The effects of Brexit on data protection law
When the transition period ends on 31st December 2020, the UK will be a third country under the General Data Protection Regulation (GDPR), meaning that data transfers to the UK will be generally prohibited.
From this time, data controllers resident in the EU must ensure on a case-by-case basis that the level of data protection is sufficient for data transfer to the UK.
Personal data may be transferred to a third country if the EU Commission has decided that the third country in question offers an adequate level of protection. If such an adequacy decision has been taken, the data transfer may take place without any additional authorisation.
The EU Commission plans to launch an adequacy assessment immediately after the UK's withdrawal. A positive adequacy decision by the EU Commission would significantly facilitate the exchange of data between the EU Member States and the UK after the transition period.
If such an adequacy decision has not been reached in time, EU standard data protection clauses are of great practical importance in this context.
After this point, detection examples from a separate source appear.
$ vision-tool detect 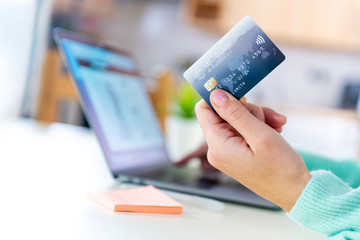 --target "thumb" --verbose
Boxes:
[210,89,266,146]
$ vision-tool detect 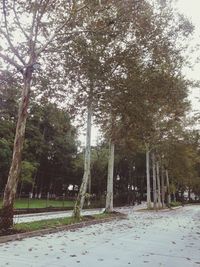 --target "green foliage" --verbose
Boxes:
[20,161,38,184]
These are model contracts between data importer and data exporter which are specified by the EU Commission and which require the body based in the third country to maintain an adequate level of data protection.
The European Commission may decide that standard contractual clauses provide sufficient data protection guarantees for the data to be transferred internationally. It has so far issued two sets of standard contractual clauses for data transfers from data controllers in the EU to data controllers based outside the EU or European Economic Area (EEA). It has also issued a set of contractual clauses for data transfers from controllers in the EU to processors based outside the EU or EEA.
However, since the Schrems II ruling of the Court of Justice of the European Union, transferring personal data by means of standard contractual clauses requires the data exporter to assess whether an adequate level of data protection is guaranteed in the recipient country for the data concerned by the transfer. It is not the general level of data protection in the recipient country that must be assessed, but the specific level of protection for the transferred data.
The new drafts of the European Data Protection Authority (EDPA) are also currently under discussion.
Binding Corporate Rules ("BCR") are also suitable for data exchange in multinational group companies.
BCR are data protection policies that companies based in the EU comply with when transferring personal data outside the EU within a group of undertakings or enterprises. These rules must include all general data protection principles and enforceable rights to ensure adequate guarantees for data transfer. They must be legally binding and enforced by every member of the group concerned.
In contrast to the EU standard data protection clauses, however, the BCR require approval by the competent supervisory authority.
This article was originally written at the beginning of December.